Service Dog & Therapy Dog Training
This page is to guide handlers wanting to train their dog for Service Dog or Therapy Dog work. There are many misunderstandings and misconceptions about Service Dogs and Therapy Dogs. It can be difficult to find accurate information online because the laws around service animals vary by province. The information on this page pertains to Ontario only
Service Dog and Therapy Dog training is offered at The Dog Classroom by Amelia Pizzi CPDT-KSA
For handlers interested in getting a service dog prospect puppy or training their current dog to be their service dog, we recommend a combination of group classes, online courses, and private lessons (depending on handler’s needs).
Because raising and training a service dog is a huge commitment for both the owner and the trainer, we want to be fully transparent so you can ensure we are a good fit before committing to training with us.
We believe that Service Dogs should be treated with respect and acknowledged as sentient beings and family members first. We acknowledge that all dogs are individuals and will not push a dog through training if they are not suited to Service Work.
We will never recommend or use tools such as prong collars, shock collars (“e-collars”), or choke chains in our program. We will not work with Service Dog teams using these tools due to the risks involved.
We are skilled in the use of positive reinforcement to train the behaviours needed.
We may recommend a head halter depending on handler abilities.

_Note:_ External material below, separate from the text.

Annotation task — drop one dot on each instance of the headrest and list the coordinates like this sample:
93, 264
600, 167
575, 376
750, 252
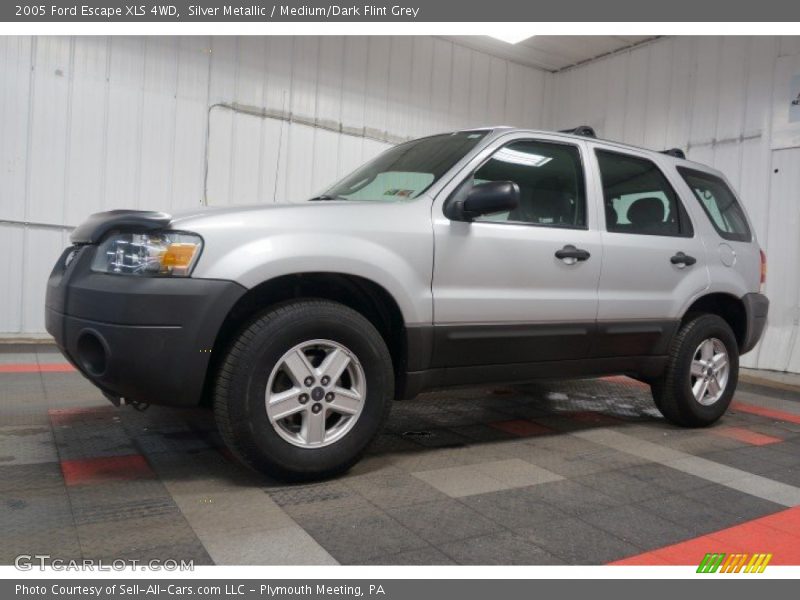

Harnesses are recommended for most dogs.
If it sounds like we might be the right fit for you, or you have further questions, let’s connect!
Frequently Asked Questions
Here are some frequently asked questions and misconceptions about Service Dogs. It can be difficult to find accurate information online because the laws arounds service animals vary by province. The information on this page pertains to Ontario only
1. What is the difference between a Therapy Dog and a Service Dog?
Generally speaking, a Therapy Dog is a friendly, social dog who provides comfort to many different people. They can be registered through organizations like Pet Partners or St. John’s Ambulance. Therapy Dogs are not service dogs and are not entitled to public access, housing exemptions, etc.
A Service Dog (defined further below) generally provides medical or psychiatric support to one person only. Service Dogs are governed by provincial law.
2. What is a Service Dog?
There is a lot of misinformation online about what defines a Service Dog. Here is the definition from the Accessibility for Ontarians with Disabilities Act
"Definition of a service animal
According to the AODA’s Customer Service Standards, one of two conditions must apply for your animal to be considered a service animal:
the animal is easily identifiable as relating to your disability (for example, it is a guide dog or other animal wearing a vest or harness)
you can provide documentation from a regulated health professional confirming the animal is required due to a disability”
3. Do I need to order a service dog kit/registration card?
No. Many of these websites are scams and no registration or ID card is required in Ontario. The only documentation you need is a letter from a regulated health professional.
“Under the Ontario Human Rights Code and the AODA, service animals do not need to have certificates or identity cards.
However, you may be asked to provide acceptable documentation. This includes:
documentation from a regulated health professional
an identification card from the Ontario Ministry of the Attorney General for people who are blind and use a guide dog”
You can read more about Service Animals in Ontario at this link: https://www.ontario.ca/page/accessibility-ontario-what-you-need-to-know
4. Does my dog need specific tasks to be considered a service dog?
No. In Ontario there is no requirement for any specific tasks to be trained for all service dogs. The tasks you train will be specific to your needs.